Beaucoup de kabyles, aujourd'hui, se disent ouvertement hostiles à l'équipe d'Algérie, dont les valeurs, l'identité, l'image ne collent pas du tout à ce qu'ils sont. Si d'autres continuent à être portés par un nationalisme nihiliste (qui nie et oublie les coups portés à sa propre région), il est évident que la question de la représentativité de cette sélection algérienne se pose.
D'autres kabyles, désireux sans doute d'avoir une occasion de vibrer dans une compétition internationale, reportent sur l'Algérie un besoin de vivre des émotions que l'inexistence de la Kabylie ne leur permet pas. Pour cela, il suffit de se donner bonne conscience. Se dire par exemple qu'il ne faut pas mélanger le football et la politique. En faisant cela, on se trompe. Car la politique n'est jamais très loin de la sélection algérienne. Quand des dirigeants annoncent que l'Algérie représentera le monde "arabo-musulman", cela s'appelle de la politique. Quand des joueurs, au mépris de la diversité d'opinion religieuse des citoyens, miment une prière après un but, cela s'appelle de la politique.

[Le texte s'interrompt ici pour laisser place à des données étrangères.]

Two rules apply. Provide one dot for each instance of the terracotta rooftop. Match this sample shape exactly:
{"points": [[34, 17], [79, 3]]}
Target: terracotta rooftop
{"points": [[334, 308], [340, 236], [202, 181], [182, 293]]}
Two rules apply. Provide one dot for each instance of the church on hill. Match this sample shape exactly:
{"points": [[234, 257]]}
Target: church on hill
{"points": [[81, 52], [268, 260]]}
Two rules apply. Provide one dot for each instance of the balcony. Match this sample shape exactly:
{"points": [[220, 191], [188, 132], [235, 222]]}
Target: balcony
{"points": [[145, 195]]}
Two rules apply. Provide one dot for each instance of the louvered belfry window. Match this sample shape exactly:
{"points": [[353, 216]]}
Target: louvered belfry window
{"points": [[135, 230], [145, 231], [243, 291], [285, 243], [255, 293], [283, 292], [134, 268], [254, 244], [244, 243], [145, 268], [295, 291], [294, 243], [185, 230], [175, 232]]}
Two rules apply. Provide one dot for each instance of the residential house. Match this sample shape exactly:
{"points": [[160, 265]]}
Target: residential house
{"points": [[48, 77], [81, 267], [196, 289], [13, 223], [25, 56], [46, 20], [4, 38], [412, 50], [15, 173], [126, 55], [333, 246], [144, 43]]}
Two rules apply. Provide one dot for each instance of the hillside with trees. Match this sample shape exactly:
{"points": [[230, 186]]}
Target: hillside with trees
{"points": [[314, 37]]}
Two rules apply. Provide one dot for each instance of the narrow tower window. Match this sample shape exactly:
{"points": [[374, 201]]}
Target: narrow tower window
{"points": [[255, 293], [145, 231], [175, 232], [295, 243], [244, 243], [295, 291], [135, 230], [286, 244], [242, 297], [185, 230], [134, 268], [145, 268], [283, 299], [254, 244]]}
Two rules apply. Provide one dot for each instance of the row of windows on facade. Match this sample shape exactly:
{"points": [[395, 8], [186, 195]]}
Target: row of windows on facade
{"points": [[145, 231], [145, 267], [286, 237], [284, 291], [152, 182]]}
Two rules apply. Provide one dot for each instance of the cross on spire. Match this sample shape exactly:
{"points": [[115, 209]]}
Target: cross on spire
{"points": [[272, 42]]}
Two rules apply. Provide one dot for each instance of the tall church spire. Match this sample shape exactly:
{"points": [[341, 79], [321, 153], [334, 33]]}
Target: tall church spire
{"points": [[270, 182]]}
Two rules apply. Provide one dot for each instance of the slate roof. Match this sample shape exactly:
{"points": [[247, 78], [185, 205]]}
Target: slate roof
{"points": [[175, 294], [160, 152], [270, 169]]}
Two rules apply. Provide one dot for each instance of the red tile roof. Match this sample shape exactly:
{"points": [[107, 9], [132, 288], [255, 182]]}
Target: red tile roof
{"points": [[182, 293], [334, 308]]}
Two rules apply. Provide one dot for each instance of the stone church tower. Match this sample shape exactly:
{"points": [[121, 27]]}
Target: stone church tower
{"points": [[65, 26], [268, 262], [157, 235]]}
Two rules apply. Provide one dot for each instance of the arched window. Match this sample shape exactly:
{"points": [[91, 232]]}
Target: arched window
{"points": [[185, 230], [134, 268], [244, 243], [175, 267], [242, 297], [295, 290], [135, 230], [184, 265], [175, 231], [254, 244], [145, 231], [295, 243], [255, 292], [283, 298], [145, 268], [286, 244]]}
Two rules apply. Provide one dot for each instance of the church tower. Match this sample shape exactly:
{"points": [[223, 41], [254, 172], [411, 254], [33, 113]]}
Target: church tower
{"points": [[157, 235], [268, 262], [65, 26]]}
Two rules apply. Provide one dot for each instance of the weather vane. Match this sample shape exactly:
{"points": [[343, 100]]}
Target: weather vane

Quand à la fin des années 70, la JS Kabylie est rebaptisée Jeunesse Sportive de Tizi-Ouzou, pour supprimer le mot "Kabylie", cela s'appelle de la politique. Quand l'international algérien d'origine kabyle, Kamel Ghilas, est exclu plusieurs matchs de la selection algérienne pour avoir exhiber le drapeau berbère après un match de l'équipe nationale, c'est de la politique ! Et soutenir l'équipe nationale algérienne, c'est, même à son corps défendant, cautionner le message politique qui triomphera en même temps que les éventuels succès de l'équipe. Quand, et c'est un cas unique dans le football contemporain, des supporters exhibent le portrait de Bouteflika dans les tribunes des stades de football, cela s'appelle de la politique.
La sélection algérienne est un outil que ne manque pas d'exploiter le régime algérien pour imposer son idéologie à l'ensemble de la population. Grisés par la perspective de vibrer lors d'une grande compétition internationale, les supporters algériens tombent évidemment dans le panneau. En Kabylie, je suis heureux de constater que la manipulation montre ses limites. Beaucoup de kabyles, éveillés notamment par le message du MAK et du GPK, sont plus que circonspects face à ce phénomène. En effet, beaucoup ont compris que la seule sélection capable de leur apporter des émotions réelles et dénuées d'arrière-pensées politiques est celle de la Kabylie, leur pays. Et pour cause, l'envahissement des pelouses, le vandalisme dans les villes, la nationalisme agressif et violent et la médiocrité dans le jeu, défensif, sont étrangers à la culture kabyle.